Manifeste pour un théâtre citoyen de Stanislas Nordey (extraits)

« Pour que le citoyen puisse considérer le moment de la venue au théâtre comme un geste simple, nécessaire, une joie, un petit bonheur, il faut reconsidérer la façon dont le théâtre s'adresse à lui.

Pour que le théâtre public garde une identité forte, il faut réaffirmer ses missions, ses enjeux et savoir raconter en quoi, pour quoi et pour qui il est fondamental qu'il existe, qu'il perdure et se fortifie.

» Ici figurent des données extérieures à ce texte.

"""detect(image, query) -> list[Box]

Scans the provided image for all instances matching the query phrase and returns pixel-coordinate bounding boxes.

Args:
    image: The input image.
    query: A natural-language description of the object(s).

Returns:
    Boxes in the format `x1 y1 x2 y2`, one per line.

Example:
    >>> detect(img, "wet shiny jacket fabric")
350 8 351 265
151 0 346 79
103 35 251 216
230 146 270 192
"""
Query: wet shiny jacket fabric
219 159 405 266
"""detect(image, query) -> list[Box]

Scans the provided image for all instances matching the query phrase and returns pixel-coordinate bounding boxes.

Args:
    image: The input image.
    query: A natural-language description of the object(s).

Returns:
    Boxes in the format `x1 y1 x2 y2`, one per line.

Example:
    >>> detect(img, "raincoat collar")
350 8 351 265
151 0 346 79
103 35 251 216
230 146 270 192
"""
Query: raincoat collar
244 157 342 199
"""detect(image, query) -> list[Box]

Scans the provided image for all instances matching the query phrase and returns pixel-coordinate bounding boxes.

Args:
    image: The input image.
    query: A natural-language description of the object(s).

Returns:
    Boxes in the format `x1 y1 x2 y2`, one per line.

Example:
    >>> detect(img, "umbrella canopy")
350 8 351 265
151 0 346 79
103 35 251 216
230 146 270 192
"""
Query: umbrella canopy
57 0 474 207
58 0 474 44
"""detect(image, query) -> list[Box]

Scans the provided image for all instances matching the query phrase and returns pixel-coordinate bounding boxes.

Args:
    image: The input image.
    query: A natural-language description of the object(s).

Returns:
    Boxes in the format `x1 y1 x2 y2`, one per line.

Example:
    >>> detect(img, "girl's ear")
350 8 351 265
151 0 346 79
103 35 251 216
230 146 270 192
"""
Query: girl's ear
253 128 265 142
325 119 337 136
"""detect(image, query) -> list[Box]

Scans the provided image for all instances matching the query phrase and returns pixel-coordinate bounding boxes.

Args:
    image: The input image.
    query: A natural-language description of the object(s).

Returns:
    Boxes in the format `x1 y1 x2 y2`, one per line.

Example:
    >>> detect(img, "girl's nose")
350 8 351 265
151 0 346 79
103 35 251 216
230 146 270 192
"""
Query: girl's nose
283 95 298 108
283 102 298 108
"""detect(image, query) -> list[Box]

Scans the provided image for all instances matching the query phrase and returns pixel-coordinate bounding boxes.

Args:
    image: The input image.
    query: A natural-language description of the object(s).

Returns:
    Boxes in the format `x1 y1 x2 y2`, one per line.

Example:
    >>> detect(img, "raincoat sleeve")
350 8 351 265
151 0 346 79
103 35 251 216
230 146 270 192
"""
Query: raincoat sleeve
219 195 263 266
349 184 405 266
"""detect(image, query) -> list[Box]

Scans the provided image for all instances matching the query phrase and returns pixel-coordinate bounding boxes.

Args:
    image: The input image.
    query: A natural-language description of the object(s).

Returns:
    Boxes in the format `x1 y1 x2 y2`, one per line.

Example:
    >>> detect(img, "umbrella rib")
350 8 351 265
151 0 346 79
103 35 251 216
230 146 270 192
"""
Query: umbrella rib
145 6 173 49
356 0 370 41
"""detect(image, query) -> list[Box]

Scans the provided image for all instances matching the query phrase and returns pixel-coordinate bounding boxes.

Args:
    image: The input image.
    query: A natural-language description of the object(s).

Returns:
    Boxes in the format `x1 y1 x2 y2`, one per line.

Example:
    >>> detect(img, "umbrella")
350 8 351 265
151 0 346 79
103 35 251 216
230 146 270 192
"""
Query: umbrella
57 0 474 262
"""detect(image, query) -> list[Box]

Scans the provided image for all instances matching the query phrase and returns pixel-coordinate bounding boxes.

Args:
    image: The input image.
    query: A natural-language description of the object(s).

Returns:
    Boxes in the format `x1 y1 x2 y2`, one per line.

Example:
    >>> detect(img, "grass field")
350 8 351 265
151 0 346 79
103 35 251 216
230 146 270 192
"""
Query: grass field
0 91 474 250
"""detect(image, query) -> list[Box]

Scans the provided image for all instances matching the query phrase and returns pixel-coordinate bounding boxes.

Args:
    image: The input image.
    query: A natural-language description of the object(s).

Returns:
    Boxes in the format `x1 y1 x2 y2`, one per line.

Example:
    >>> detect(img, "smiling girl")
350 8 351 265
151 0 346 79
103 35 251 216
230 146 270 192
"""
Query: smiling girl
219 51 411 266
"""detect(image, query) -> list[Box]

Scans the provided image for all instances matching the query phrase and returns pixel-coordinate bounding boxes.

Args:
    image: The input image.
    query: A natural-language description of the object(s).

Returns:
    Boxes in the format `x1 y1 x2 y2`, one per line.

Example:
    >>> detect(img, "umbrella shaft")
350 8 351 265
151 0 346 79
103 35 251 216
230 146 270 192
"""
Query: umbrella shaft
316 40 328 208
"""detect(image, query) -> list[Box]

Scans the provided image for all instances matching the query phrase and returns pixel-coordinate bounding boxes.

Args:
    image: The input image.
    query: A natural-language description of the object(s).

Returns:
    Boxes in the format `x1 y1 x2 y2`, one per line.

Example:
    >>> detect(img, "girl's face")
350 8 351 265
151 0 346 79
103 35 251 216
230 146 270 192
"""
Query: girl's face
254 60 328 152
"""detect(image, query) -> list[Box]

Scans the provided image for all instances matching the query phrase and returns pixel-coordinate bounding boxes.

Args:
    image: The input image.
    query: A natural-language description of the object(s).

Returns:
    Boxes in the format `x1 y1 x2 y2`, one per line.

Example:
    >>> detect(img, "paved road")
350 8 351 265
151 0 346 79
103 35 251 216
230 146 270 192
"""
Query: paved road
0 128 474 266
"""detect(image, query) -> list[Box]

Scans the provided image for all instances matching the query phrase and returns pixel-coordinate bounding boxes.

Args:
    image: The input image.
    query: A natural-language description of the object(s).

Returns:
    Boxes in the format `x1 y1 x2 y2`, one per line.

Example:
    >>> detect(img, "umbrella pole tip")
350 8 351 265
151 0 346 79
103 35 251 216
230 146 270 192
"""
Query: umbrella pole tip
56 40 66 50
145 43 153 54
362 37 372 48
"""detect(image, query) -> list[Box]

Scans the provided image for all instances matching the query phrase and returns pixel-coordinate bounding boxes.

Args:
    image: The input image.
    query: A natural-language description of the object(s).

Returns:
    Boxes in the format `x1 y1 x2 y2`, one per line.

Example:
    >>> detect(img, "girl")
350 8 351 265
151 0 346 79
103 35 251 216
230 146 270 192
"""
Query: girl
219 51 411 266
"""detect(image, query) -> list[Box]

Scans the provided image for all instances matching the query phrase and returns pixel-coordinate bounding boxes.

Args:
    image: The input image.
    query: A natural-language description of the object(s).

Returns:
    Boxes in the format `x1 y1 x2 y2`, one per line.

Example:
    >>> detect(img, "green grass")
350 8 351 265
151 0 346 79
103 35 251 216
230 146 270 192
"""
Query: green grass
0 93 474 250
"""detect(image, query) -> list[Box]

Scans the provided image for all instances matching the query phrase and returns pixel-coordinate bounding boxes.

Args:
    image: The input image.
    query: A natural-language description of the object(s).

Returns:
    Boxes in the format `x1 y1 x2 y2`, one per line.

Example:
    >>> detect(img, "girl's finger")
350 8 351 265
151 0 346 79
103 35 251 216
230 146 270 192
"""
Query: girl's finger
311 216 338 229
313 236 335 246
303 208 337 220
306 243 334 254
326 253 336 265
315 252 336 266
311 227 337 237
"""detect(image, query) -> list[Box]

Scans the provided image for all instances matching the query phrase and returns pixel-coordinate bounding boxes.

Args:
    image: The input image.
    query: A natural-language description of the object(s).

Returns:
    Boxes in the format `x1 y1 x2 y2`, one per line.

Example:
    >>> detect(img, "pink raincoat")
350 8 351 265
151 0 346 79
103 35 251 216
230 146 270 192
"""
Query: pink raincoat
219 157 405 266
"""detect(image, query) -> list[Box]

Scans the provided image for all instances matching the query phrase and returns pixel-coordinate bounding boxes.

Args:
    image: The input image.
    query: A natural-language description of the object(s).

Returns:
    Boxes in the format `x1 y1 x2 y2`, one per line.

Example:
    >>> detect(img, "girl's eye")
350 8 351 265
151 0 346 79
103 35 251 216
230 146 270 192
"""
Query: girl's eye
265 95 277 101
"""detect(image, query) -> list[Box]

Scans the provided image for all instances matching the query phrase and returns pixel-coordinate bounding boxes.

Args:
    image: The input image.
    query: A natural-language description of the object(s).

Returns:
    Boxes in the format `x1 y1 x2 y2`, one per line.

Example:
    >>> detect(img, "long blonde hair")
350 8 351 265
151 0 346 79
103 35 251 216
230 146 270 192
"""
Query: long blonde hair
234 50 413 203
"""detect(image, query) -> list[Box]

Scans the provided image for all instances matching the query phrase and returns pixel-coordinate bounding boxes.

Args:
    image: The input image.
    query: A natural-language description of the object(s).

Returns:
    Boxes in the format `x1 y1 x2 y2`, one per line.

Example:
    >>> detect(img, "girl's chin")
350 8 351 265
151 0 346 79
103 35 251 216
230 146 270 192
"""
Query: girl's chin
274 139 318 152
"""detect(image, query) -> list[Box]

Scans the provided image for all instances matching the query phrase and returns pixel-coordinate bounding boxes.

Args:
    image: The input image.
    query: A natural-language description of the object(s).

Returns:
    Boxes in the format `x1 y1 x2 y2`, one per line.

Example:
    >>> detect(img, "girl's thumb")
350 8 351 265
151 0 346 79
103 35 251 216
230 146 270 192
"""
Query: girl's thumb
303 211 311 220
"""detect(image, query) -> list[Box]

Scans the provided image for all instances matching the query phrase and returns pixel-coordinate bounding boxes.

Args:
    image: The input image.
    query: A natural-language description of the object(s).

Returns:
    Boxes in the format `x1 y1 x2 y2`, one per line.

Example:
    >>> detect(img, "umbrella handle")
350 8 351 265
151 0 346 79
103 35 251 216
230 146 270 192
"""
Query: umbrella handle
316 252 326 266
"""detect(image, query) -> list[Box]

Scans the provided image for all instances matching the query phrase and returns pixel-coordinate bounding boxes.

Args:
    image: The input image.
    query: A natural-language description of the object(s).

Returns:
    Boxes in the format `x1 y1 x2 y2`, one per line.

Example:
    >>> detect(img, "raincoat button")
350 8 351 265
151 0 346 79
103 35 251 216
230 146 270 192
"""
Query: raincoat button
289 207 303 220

Pour que, jour après jour, tous ceux qui travaillent dans des théâtres (artistes, techniciens, administratifs) restent des militants actifs d'une certaine idée de ce que sont l'espace et le service public, il leur faut sans cesse réinventer cet outil, l'affiner inlassablement et le regarder à la lumière d'une société qui bouge, qui bouillonne. Il ne s'agit pas d'être dans l'air du temps mais plutôt de ne jamais se trouver en décalage involontaire avec ce qui se joue autour de nous. Le théâtre public se doit de prendre en compte les vagues de l'histoire et l'histoire.

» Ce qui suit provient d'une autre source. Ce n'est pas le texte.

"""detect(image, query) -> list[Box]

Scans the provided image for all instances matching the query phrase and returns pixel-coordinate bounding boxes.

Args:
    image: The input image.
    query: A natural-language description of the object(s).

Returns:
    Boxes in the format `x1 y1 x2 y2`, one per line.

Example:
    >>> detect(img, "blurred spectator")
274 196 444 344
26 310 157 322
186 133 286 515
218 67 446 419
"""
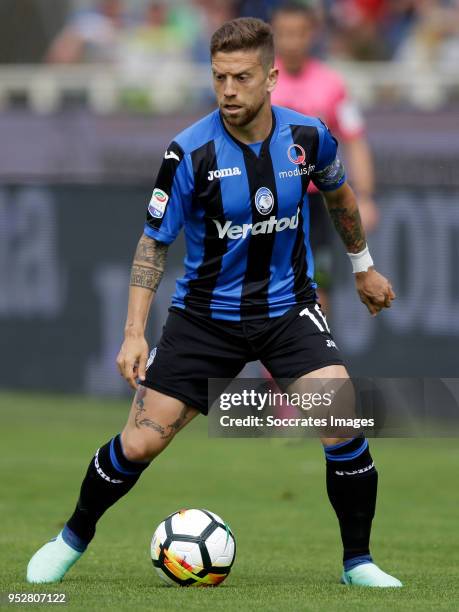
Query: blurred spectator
46 0 124 63
330 0 387 61
236 0 281 21
272 3 378 307
395 0 459 67
119 0 199 70
192 0 239 63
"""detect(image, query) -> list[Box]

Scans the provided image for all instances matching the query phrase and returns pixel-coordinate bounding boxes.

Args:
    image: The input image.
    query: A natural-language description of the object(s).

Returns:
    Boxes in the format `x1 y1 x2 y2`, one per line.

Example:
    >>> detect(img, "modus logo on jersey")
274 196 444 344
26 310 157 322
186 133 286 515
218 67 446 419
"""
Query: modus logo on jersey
213 209 300 240
148 188 169 219
279 144 315 178
287 144 306 166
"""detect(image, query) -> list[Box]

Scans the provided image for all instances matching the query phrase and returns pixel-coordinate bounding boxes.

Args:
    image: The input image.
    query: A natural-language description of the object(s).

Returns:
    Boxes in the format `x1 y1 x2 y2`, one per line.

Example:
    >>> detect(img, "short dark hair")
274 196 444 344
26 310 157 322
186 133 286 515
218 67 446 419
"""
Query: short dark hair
210 17 274 68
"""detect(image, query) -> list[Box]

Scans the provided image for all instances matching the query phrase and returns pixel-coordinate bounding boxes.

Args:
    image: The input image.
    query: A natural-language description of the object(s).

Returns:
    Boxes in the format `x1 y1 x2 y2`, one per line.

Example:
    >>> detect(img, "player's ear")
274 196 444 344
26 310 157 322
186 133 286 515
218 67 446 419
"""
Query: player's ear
267 68 279 93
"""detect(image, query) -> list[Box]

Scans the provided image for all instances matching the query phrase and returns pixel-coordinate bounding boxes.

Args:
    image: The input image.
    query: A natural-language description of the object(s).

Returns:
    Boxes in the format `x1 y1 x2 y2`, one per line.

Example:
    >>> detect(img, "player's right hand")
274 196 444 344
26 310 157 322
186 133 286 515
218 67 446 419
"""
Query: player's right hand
116 336 148 389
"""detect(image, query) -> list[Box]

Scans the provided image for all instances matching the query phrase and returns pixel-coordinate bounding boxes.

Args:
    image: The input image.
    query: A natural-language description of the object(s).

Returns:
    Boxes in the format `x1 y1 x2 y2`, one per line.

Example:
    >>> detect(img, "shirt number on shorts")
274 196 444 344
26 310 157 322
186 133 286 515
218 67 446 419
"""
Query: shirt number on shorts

Nous pensons que c'est maintenant, je veux dire aujourd'hui, qu'il faut réinterroger nos pratiques et, sans se payer de mots, proposer, agir, faire, tenter en tout cas d'accomplir une révolution sur nous-mêmes. (...) »

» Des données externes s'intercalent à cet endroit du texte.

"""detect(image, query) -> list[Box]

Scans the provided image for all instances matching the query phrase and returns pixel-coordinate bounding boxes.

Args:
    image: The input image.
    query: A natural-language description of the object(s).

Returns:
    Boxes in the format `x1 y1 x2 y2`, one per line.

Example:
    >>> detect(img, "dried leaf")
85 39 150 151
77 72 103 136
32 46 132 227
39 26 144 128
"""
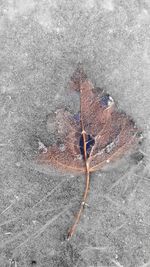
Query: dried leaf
35 65 140 241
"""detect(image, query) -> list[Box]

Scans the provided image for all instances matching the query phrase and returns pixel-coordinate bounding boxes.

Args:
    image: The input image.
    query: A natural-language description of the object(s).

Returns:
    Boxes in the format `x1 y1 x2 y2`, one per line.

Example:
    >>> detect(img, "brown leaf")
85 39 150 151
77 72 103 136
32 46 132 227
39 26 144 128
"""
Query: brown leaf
35 65 140 241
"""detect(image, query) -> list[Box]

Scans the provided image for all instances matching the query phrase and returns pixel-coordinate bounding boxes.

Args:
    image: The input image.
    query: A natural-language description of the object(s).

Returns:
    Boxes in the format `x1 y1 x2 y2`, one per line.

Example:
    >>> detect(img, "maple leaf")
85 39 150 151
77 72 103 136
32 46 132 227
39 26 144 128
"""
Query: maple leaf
38 64 140 241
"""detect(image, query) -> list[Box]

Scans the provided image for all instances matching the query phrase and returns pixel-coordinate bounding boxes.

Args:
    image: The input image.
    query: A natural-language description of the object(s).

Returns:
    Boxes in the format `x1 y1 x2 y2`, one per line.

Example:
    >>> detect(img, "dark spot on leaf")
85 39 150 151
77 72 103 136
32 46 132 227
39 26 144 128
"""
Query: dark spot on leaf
31 260 37 265
131 151 144 164
100 94 113 108
79 134 95 158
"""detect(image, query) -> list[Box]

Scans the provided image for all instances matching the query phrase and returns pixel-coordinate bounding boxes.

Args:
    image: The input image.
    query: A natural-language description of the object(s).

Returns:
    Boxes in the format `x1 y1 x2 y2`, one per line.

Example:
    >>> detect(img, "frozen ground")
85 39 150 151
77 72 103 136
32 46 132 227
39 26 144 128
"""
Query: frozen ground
0 0 150 267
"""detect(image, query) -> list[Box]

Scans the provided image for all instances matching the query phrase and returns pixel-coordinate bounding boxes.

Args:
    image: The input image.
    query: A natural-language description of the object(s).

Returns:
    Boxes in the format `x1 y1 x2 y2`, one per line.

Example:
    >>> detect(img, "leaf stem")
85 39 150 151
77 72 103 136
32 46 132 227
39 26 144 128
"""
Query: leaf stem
67 120 90 239
67 166 90 240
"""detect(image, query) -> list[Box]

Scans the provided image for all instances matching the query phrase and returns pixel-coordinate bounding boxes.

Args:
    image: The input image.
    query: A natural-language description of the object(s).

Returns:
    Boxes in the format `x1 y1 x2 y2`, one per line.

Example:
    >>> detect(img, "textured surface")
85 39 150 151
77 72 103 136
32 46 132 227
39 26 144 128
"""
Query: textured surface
0 0 150 267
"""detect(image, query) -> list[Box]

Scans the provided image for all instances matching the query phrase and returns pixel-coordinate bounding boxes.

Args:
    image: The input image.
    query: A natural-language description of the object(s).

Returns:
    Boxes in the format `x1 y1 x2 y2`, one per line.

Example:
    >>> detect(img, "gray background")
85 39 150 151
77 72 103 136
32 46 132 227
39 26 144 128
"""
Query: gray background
0 0 150 267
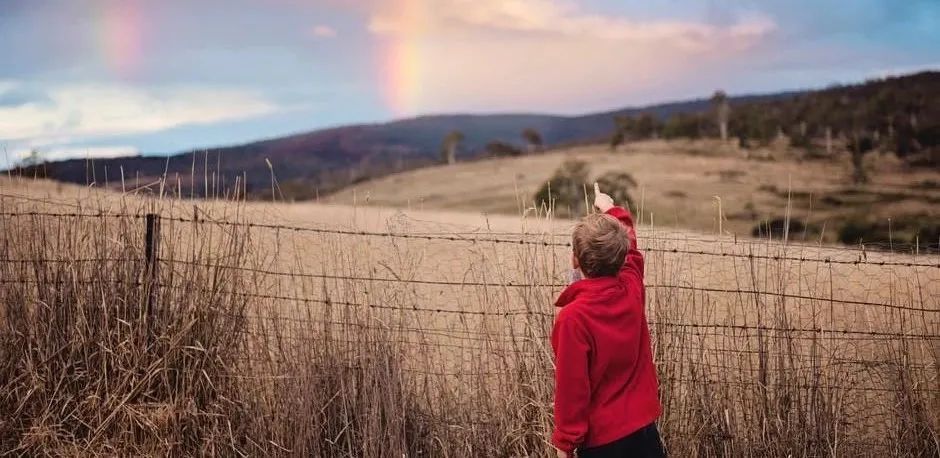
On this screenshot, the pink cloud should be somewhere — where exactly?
[368,0,776,113]
[310,24,336,38]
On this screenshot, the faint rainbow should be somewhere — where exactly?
[382,0,426,116]
[96,1,144,77]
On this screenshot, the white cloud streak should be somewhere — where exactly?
[0,82,277,144]
[369,0,776,51]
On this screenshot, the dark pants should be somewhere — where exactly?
[578,423,666,458]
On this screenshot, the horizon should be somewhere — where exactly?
[0,0,940,168]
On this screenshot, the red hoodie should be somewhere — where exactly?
[552,207,660,454]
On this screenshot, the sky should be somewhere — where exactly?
[0,0,940,167]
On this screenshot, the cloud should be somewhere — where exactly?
[0,83,278,143]
[369,0,776,51]
[0,83,52,109]
[12,146,140,161]
[310,24,336,38]
[368,0,776,114]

« Voici maintenant comment nous voulons et nous allons agir, concrètement, au-delà des mots :
un théâtre de service public
un théâtre pour tous
à partir de poètes
pour le public
pour les artistes
aujourd'hui. »

Expériences et découvertes

De là à dire qu'ils détiennent le monopole des révélations et des expériences, il y a un pas à ne pas franchir. D'autres lieux se sont imposés tout au long de l'année comme d'irremplaçables havres – le théâtre Garonne à Toulouse, le Théâtre du Point-du-Jour à Lyon, le Théâtre de Lorient, le Maillon à Strasbourg, la Manufacture à Mulhouse. À Paris, de petites salles comme le Lavoir moderne parisien et le Théâtre du Lierre – où Farid Paya poursuit un travail original alliant musique et voix avec le cycle tragique grec le Sang des Labdaccides – ont fait preuve du même esprit de recherche, au même titre que des scènes plus institutionnelles, tels le Théâtre du Jardin-d'Hiver, le Théâtre Ouvert et le Théâtre de la Bastille, qui a accueilli Julie Brochen avec une version de Penthésilée de Kleist quasi exclusivement interprétée par des femmes jouant les rôles d'hommes dans une atmosphère de passion pour la passion, de sensualité animale et envoûtante – un accueil réalisé avec le concours du Théâtre de l'Europe qui a reçu à nouveau Julie Brochen avec le Décaméron des femmes de la Russe Julia Voznesenskaya. Il faut citer encore le Théâtre de la Cité internationale, terre d'asile de compagnies et de mises en scène très prometteuses, à commencer par celle de Laurent Gutmann avec La vie est un songe de Calderón.

Irina Brook, fille de Peter

À la Cartoucherie de Vincennes, L'Épée de Bois a été le cadre d'une autre découverte : celle de Simon Abkarian, ancien du Théâtre du Soleil devenu pour la première fois metteur en scène avec des Peines d'amour perdues shakespeariennes pleines de grâces et de surprises, de malice et d'invention, de triomphe de l'étrange, sinon de l'inquiétant, ramenant aussi bien au théâtre d'une Mnouchkine qu'à celui d'un Lavaudant.